L'AUTORITÉ DU POLITIQUE QUI SAIT
10 Mars 2016 , Rédigé par André Boyer Publié dans #PHILOSOPHIE
Dans un blog publié le 19 janvier dernier, j’interrogeais les fondements de l’autorité de l’homme politique, sans cesse requis de convaincre le peuple qu’il respecte l’esprit de la pièce qu’il joue et dont le peuple est censé être l’auteur.
Le moyen dont dispose l’homme politique pour convaincre le peuple du bien fondé de ses actions consiste à justifier l’objectif qu’il poursuit par ses jugements de valeur et à revendiquer son savoir-faire pour les mettre en œuvre. « Mon ennemi, c’est la finance » revendiquait hautement François Hollande en guise de jugement de valeur et implicitement il se faisait fort, une fois au pouvoir, de prendre les moyens pour lutter contre…
Pour ce faire, le politique prétend se fonder sur un savoir. Les valeurs et les moyens qu’il invoque sont supposés provenir du progrès des connaissances. C’est pourquoi il cherche toujours à décrédibiliser les discours de ces adversaires en les qualifiant de passéistes ou d’irréalistes.

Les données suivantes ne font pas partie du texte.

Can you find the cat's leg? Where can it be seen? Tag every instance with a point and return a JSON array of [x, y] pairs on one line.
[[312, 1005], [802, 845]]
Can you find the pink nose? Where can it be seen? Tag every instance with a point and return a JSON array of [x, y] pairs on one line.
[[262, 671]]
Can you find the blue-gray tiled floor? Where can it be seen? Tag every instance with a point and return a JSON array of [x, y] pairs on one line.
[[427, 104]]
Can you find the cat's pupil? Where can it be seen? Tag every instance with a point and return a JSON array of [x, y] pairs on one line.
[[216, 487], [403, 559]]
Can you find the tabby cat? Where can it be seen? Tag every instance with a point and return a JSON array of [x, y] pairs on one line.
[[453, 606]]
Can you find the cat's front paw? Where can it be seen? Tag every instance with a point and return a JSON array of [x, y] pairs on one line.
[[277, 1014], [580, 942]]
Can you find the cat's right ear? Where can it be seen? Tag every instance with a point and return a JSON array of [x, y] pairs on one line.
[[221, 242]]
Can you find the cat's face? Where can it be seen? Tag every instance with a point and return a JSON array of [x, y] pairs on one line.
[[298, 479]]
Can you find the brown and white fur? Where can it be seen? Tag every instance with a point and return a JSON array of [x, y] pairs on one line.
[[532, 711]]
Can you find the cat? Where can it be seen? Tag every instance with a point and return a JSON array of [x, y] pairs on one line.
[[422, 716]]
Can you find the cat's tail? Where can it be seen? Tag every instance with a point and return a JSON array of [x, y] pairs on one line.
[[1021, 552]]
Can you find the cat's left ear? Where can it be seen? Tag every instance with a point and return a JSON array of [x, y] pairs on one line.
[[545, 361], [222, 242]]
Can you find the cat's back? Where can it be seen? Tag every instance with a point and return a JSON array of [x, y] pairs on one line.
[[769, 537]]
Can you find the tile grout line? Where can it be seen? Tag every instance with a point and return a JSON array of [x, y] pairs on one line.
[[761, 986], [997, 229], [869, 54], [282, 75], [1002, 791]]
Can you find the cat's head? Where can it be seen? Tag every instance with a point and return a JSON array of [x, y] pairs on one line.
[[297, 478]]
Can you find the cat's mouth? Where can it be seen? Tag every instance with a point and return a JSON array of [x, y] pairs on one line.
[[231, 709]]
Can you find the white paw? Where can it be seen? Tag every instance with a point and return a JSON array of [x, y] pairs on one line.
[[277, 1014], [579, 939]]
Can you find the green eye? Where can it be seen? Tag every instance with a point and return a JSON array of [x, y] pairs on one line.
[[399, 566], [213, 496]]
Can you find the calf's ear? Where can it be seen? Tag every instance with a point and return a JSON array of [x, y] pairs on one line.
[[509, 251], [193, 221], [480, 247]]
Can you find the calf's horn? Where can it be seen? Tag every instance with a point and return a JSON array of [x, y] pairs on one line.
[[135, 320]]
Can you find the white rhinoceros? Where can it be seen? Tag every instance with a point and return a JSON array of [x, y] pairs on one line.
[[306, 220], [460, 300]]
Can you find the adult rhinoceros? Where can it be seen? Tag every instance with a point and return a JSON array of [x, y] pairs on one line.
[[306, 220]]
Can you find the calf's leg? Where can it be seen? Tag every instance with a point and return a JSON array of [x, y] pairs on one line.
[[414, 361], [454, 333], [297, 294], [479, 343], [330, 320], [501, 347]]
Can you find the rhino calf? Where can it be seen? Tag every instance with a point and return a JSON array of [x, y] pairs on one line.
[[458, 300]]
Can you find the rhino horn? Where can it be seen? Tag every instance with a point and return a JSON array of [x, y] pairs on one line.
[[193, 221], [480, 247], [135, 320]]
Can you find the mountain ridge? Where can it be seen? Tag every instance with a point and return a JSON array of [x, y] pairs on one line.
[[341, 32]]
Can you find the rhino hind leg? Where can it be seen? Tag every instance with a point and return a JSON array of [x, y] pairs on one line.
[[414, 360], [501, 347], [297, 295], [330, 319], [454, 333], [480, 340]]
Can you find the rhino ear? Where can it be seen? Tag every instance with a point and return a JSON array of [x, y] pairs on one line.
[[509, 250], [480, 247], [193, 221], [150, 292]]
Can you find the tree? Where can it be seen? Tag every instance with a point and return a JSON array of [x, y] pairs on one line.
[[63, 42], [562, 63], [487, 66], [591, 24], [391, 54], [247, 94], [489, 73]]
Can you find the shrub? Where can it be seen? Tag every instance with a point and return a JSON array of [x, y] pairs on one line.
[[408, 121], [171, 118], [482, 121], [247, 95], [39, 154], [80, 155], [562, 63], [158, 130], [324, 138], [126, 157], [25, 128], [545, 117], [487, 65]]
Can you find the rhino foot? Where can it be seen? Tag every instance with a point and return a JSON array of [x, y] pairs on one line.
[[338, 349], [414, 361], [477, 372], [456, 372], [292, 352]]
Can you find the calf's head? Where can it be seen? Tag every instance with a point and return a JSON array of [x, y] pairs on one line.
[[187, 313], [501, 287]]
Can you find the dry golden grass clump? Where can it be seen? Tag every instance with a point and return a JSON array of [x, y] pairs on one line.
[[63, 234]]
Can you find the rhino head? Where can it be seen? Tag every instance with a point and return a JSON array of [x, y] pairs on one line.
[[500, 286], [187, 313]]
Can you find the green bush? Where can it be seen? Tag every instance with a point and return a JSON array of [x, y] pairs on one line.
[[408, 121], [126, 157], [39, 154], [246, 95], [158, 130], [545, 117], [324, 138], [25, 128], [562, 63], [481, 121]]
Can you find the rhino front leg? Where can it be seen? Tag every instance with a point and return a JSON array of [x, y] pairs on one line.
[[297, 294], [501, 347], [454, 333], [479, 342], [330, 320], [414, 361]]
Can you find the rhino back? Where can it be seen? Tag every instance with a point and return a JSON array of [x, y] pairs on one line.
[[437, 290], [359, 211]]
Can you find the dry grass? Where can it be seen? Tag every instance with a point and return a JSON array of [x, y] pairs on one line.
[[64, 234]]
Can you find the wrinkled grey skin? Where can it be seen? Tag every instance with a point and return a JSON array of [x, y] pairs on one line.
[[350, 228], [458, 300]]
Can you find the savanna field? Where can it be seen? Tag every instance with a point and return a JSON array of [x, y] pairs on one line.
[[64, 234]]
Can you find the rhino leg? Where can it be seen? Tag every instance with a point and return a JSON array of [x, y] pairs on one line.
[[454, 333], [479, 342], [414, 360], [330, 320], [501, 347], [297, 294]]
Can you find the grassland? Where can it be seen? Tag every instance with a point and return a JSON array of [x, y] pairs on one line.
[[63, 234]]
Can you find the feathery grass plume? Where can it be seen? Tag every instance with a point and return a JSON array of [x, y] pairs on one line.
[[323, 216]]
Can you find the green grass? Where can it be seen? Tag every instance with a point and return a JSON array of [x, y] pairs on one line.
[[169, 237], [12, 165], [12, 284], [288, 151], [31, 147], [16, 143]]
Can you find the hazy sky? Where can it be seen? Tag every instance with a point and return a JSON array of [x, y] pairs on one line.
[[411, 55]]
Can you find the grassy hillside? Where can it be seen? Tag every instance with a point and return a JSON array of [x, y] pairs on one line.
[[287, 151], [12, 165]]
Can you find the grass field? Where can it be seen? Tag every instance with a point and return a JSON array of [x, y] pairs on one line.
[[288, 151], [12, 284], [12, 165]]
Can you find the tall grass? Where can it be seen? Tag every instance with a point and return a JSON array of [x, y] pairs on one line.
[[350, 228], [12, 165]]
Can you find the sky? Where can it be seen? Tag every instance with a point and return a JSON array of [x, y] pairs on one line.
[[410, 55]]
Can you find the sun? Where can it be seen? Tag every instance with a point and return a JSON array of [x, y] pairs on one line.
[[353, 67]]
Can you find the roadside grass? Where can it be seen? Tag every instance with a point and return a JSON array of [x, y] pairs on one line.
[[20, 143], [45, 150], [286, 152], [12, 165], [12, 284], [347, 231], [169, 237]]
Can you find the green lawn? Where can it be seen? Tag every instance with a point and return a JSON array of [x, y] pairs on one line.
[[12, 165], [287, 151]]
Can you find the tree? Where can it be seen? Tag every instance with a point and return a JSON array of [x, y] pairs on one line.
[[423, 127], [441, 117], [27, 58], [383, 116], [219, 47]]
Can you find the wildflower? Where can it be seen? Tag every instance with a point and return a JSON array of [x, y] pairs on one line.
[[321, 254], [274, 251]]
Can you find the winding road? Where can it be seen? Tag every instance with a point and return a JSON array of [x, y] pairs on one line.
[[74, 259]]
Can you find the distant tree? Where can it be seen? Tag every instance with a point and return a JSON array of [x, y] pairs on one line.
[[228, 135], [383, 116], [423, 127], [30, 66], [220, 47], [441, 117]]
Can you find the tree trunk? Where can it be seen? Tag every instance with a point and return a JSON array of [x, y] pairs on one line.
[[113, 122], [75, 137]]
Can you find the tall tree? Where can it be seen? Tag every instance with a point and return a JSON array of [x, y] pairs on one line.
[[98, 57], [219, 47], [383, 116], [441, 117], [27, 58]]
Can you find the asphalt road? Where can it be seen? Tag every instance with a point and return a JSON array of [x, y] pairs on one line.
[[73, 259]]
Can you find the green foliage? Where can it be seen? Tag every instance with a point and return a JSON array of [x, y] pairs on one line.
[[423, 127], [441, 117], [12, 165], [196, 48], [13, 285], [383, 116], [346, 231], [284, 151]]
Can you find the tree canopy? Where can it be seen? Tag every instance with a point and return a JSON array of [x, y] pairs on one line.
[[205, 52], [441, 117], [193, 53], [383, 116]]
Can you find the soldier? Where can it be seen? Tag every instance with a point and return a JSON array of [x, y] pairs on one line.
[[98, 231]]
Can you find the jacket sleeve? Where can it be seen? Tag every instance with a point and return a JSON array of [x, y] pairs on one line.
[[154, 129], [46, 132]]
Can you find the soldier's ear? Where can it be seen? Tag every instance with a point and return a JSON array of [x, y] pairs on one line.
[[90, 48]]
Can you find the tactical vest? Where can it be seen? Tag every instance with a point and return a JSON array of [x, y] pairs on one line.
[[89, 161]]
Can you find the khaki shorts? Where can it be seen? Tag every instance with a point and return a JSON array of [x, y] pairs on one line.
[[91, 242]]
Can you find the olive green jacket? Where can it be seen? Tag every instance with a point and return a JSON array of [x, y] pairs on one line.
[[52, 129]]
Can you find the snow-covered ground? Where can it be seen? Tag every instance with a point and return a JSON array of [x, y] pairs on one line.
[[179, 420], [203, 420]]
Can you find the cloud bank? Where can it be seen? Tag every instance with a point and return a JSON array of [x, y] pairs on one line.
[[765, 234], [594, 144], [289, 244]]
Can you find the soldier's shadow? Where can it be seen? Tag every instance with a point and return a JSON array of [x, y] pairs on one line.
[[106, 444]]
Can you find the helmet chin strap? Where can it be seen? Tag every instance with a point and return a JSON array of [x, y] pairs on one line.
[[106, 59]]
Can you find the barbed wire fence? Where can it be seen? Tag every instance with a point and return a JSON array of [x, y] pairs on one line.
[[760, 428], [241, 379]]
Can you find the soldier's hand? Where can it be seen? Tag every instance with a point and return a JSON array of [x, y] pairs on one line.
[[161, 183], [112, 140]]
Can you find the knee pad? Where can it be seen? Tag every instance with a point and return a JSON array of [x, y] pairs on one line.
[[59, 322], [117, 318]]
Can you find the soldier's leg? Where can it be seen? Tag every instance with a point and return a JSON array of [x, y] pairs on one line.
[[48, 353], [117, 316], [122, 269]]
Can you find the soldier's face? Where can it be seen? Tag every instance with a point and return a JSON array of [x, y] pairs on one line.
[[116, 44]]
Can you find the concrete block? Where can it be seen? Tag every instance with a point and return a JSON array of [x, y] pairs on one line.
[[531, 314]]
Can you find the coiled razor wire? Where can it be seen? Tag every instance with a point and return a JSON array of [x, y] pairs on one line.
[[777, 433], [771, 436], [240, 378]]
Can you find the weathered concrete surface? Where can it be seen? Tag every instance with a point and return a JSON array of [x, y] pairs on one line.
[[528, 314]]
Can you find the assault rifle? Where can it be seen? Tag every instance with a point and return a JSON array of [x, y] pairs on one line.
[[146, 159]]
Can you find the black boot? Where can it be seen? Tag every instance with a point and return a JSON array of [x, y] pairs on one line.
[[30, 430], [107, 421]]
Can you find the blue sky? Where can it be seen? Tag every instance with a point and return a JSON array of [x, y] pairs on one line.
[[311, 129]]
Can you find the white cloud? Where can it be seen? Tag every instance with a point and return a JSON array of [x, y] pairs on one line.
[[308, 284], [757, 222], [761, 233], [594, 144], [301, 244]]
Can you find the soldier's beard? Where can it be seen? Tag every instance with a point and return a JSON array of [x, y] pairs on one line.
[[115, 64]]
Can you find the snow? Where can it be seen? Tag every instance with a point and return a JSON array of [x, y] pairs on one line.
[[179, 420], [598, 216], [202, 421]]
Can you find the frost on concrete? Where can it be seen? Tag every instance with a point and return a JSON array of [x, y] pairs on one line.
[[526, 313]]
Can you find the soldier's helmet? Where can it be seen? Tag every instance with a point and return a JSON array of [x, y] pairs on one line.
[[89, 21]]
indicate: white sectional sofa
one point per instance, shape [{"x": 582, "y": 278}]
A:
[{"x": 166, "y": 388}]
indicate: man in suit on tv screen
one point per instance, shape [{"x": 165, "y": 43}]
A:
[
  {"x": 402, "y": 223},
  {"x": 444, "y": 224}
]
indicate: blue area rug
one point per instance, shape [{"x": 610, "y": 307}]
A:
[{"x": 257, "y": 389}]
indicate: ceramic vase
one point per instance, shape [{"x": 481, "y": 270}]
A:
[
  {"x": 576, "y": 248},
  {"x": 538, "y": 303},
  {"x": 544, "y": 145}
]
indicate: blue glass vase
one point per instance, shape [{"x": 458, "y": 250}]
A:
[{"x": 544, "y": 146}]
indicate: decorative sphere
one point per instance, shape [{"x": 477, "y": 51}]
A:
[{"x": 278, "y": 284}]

Lui revendique d’être rationnel et même d’être doublement rationnel. Tout d’abord, Il dispose d’une rationalité théorique fondée sur la science. Par exemple, il est forcément écologiste parce que la science nous renseigne sur les dangers de l’activité humaine pour son environnement.
Ensuite, il est rationnel en pratique, ce qui justifie le choix qu’il a fait de l’activité politique. Par exemple, les politiques français justifient le cumul des mandats en tant que nécessité de connaître intimement la réalité concrète des territoires tout en agissant au niveau national.
Le politique est donc celui qui sait et qui sait faire.
Selon une conception du pouvoir clairement technocratique, il prend ainsi témérairement le contrepied de l’interdit que Hume a posé contre toute démarche allant du savoir au devoir…
Ce recours à la compétence justifie des cabinets, souvent pléthoriques, où oeuvrent des conseillers techniques, qui sont par définition des experts détenant les connaissances nécessaires à l’élaboration des décisions, y compris sur l’état de l’opinion et sur les moyens de la convaincre. D’où l’omniprésence de gourous de la communication qui entourent nos politiques. De même, malgré nombre d’échecs patents, l’appel récurrent à des personnalités issues de la société civile pour exercer le pouvoir politique est justifié par la connaissance scientifique ou technique qu'ils ont d’un domaine d’exercice du pouvoir.
Le politique dispose de l’autorité qui lui a été confiée par le peuple, mais il prétend la dépasser en disposant d’un surcroît d’autorité provenant de sa compétence. C’est une tradition qui remonte à la République de Platon et qui s’est épanouie au travers des utopies du XIXe siècle, du positivisme d’Auguste Comte, du socialisme scientifique de Marx jusqu’aux certitudes de l’économie de marché globalisée d’aujourd’hui.
Dans cette perspective, l’homme politique est justifié par ses certitudes fondées sur la science, ce qui lui fait proclamer qu’il n’y a pas d’alternative à ses décisions, puisqu’il détient la vérité.
Or, on peut observer qu’une telle approche de la politique est fondamentalement optimiste, puisqu’elle s’appuie sur la conviction que les progrès des connaissances permettent de rationaliser les décisions politiques.
Ce qui fait que cette vision du pouvoir politique prête à débat, car elle présuppose que l’État n’est qu’un vaste appareil administratif rationalisé. Il est vrai qu’une tradition de pensée issue des Lumières a longtemps cru que plus une société serait rationnelle mieux elle assurerait à la fois le bonheur et la dignité de ses membres.
Or, l’histoire a montré que la rationalisation du pouvoir conduisait à des monstruosités. De plus, la rationalisation du pouvoir n’annule pas la problématique de la décision, tant les désaccords sur les choix ultimes subsistent. Par exemple, les impératifs de la modernisation de l’économie sont dictés par des choix qui font appel à des valeurs de référence, telles que la rentabilité ou la confiance dans l’avenir, des valeurs qui s’opposent à d’autres valeurs comme la solidarité ou la tradition.
Ce n’est donc pas au pouvoir des experts d’arbitrer entre les valeurs de référence de la société, car la décision politique obéit à d’autres logiques.